Government Affairs Consultant
Described as a graceful and extraordinary young businesswoman, it’s fitting that Sarah Bettwieser named her government and public affairs business “Cygnet” when she started it in 2015. The word means young swan, and it also describes her own journey of transformation.
With a career spanning more than 16 years with the well-respected law firm Hopkins Roden Crockett Hansen & Hoopes, PLLC, her fledgling company’s name was also a gift from her long-time boss and mentor, Bill Roden.
“The name was a former business name of his, and he told me how fitting he felt it was when I started my own firm,” she said.
Bettwieser also serves as executive director of the Idaho Financial Services Association and until recently was executive director of the Idaho Governor’s Cup Scholarship Fund.

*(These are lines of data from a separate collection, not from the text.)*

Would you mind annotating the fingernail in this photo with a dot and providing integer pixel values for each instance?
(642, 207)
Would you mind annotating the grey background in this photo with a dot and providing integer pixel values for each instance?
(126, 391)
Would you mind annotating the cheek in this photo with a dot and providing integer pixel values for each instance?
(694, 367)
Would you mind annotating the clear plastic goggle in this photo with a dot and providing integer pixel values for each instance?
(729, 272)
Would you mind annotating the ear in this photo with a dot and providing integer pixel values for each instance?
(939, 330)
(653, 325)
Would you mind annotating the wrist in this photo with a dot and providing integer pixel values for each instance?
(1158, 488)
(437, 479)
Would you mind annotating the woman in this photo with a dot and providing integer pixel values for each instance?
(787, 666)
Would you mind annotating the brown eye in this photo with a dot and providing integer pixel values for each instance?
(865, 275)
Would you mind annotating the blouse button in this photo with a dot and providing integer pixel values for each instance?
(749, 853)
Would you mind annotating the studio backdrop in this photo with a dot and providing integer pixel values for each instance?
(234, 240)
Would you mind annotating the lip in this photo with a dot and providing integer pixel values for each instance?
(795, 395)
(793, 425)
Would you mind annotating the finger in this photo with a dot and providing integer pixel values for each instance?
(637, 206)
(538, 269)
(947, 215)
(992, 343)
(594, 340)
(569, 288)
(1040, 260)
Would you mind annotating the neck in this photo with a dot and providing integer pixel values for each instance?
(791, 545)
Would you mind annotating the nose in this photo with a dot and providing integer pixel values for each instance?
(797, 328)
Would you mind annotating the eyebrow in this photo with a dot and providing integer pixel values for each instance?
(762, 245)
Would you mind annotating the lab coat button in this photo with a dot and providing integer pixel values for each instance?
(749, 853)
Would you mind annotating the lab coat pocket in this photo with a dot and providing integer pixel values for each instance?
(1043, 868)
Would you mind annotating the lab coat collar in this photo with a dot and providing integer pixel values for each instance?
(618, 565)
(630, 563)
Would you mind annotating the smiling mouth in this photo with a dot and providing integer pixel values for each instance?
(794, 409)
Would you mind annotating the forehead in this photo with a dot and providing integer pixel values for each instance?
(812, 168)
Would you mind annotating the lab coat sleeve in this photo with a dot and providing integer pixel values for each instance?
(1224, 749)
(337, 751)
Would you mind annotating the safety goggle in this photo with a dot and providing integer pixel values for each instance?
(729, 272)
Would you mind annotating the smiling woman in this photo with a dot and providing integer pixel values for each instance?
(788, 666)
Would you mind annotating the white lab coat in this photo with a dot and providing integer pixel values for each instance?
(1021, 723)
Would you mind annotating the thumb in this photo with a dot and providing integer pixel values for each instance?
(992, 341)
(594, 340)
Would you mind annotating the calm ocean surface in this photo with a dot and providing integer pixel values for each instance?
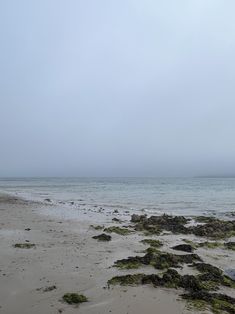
(185, 196)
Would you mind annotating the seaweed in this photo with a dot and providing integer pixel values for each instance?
(24, 245)
(184, 248)
(157, 259)
(152, 242)
(230, 245)
(103, 237)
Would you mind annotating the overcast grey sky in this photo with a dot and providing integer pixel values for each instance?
(117, 88)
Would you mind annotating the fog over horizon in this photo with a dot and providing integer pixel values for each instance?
(117, 88)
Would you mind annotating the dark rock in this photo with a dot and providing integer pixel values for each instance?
(103, 237)
(230, 245)
(183, 247)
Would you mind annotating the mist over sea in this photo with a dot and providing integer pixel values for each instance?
(184, 196)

She’s a member of both the Idaho Association of Commerce and Industry and Idaho Legislative Advisors, an association of state lobbyists. She is also secretary/treasurer of the Idaho Insurance Council and president of the Idaho Society of Association Executives. In short, Bettwieser is a powerhouse.
“She is a young woman who works collaboratively across a wide range of constituencies, yet firmly and professionally leads with authority,” said Sen. Cherie Buckner-Webb in recommending Bettwieser.
Her successful execution of the Idaho Governor’s Cup has raised over $1 million each year, with a record $1.2 million raised in 2018 for college scholarships. For the yearlong project with many details, she handled the responsibility with grace, said First Lady of Idaho Teresa Little.
In addition to establishing her own consulting business, Sarah is also a lobbyist with Hopkins Roden.
“She has an incredibly strategic mind and possesses diverse and meaningful professional relationships,” said Deanna Johnston, regional government affairs vice president for Magellan Health.
And yet, Bettwieser’s life might have turned out very differently. She endured an unstable childhood, raised by a single mother who battled addiction and incarceration. Through determination, she became the first of her family to graduate high school, then earned a business degree from Boise State University while working at the law firm.
Bettwieser models that grit for a niece and nephew who came to live with her and husband Levi two years ago through an emergency guardianship. The couple also have a son, Roland.
“Nothing I’ve done in my life has been more rewarding, challenging, influential or impactful than bringing them into our family alongside diving into motherhood,” she said.
Not surprisingly, access to affordable primary care and treatment for behavioral health and substance use disorders are issues close to her heart. Leading with integrity, Bettwieser uses her political acumen to help shepherd health care proposals into law.
Navigating the child welfare system on behalf of her niece and nephew has opened her eyes to gaps in care there as well. She recently joined the board of Court Appointed Special Advocates, an organization that works to keep kids safe and strengthen families.
“My priority is to work with stakeholders to address these gaps by crafting legislation aimed at protecting children and other vulnerable populations,” she said.